Tres premios (en realidad, dos) que resultan interesantes por razones diversas. Por un lado, el premio al Mejor corto de ficción, que tuvo la curiosidad de un empate entre The Singers, corto estadounidense, y Dos personas intercambiando saliva, corto francés que -vaya uno a saber si hay alguien festejando, seguramente sí- tiene en su equipo a una productora argentina, Violeta Kreimer. Curiosidad y aplausos de esas películas que en general las estrellas no ven.
Y luego, uno de los importantes, el de Mejor actor de reparto, entregado por Kieran Culkin y que fue -segundo de la noche para la película- para Sean Penn por Una batalla tras otra, lo que hace que ya tenga tres premios empatando por ahora con Jack Nicholson. Pero, cosa curiosa, Penn no estuvo en la entrega. Lo que genera la rara situación de que los dos actores ganadores de los premios a interpretación de reparto, ampliamente politizados (Amy Madigan y su esposo Ed Harris no quisieron aplaudir a Elia Kazan, delator durante el macartismo, cuando recibió su premio honorario; Penn siempre habla de política), no dijeron nada.
El premio al Mejor guión adaptado para Paul Thomas Anderson fue el primero que ganó uno de los autores fundamentales de la generación de los noventa en Hollywood.
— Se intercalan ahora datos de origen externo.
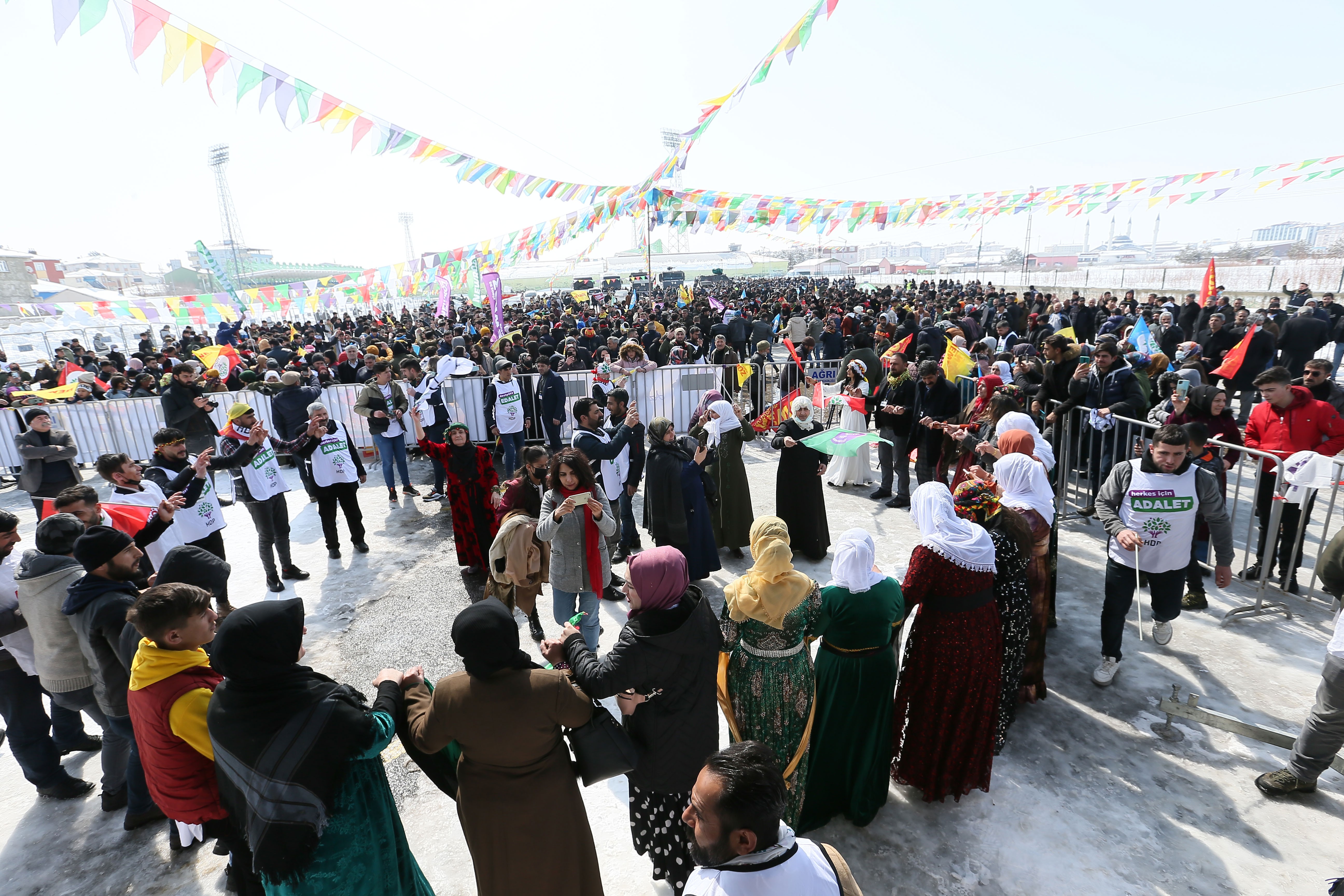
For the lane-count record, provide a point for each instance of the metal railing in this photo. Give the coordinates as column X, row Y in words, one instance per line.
column 1082, row 454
Primero "hasta ahora": fue el primero en decir algo político, al explicar que su fábula sobre revolucionarios sobrepasados por el tiempo era para "pedir perdón" por el mundo que les habían dejado, y motivarlos para cambiarlo. Luego apareció el premio al Mejor Guión original, que fue para Pecadores, y también el primer premio para el realizador Ryan Coogler. Podemos decir que entre ambas películas hay una batalla detrás de otra... hasta ahora.